Living and learning in a Global Community - Will Richardson

Heads still spinning from the morning we went into hear Will Richardson add another bit of momentum to the spinning heads.

I have followed Will Richardson on Twitter for a long time now. So I was quite prepared for his ideas. What I wasn’t prepared for was the number of teachers who hadn’t heard these ideas before.

Below a TEDx Talk which gives a cut down version of the talk given.


The second big surprise was an example used during his talk. It was how his son was given an introductory talk on Scratch Programming by a 10 year old from Perth, Scotland. An image appeared on the screen and I see my old friend Neil Winton appear. I think I I may have even said an expletive (Oh FFS). You really can’t go anywhere.

Neil’s side of the story is at

This again started lots of discussions on what education is and the role of the teacher in that.

With more learning excursion talks and getting the start of the process in place as well getting to know lots of new people. All of whom I could talked to and learned from all day. The day was full.

The evening also became spectacular. With a reception in the American History Museum.

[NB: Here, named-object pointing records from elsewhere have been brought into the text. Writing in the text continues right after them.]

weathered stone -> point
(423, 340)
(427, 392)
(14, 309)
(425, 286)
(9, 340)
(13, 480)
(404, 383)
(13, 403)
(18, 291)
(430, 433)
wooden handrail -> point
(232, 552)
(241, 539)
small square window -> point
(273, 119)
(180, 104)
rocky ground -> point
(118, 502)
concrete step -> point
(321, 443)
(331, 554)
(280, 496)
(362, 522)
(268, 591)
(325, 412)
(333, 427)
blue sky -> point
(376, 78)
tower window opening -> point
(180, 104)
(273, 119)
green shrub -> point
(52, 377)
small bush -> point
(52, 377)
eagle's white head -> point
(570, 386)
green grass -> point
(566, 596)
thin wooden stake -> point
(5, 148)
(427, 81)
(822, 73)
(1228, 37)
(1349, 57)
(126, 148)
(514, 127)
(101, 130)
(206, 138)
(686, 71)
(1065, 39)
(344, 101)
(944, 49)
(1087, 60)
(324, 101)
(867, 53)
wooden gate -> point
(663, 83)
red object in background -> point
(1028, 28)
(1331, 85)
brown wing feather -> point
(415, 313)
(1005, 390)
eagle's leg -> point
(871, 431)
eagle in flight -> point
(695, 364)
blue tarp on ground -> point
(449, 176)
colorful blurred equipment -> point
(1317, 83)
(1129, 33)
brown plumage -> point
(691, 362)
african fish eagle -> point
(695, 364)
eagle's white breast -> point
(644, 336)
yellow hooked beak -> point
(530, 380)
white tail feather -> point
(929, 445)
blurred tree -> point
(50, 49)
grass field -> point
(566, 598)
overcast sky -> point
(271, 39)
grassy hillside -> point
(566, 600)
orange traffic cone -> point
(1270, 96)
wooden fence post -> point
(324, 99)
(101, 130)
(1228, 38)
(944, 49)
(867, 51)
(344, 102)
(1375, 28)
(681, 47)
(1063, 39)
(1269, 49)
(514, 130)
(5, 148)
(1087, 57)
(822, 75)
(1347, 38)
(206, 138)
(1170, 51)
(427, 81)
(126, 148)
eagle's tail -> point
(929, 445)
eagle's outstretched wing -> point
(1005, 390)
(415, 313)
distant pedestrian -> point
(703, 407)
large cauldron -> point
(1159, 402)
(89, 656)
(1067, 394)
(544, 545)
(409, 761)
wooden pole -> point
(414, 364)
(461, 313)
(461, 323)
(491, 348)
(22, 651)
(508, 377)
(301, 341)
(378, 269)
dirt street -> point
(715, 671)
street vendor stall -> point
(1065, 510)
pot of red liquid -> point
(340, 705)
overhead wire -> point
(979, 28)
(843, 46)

An amazing event in an amazing building. We could wonder round and enjoy the place and the amazing company. Educators from Australia, Alaska, even Wales! (I have to acknowledge my fellow UK representatives of Gareth Ritter (Wales), Ollie Bray (Scotland via somewhere south), Tony McDaid (HT Calderglen High School), Ben Rowe (Saltash, Cornwall), Stuart Ball (UK PIL Microsoft & Wales) and Steve Beswick (MS Education Director UK). Without whom it would never have been half as enjoyable or as fun.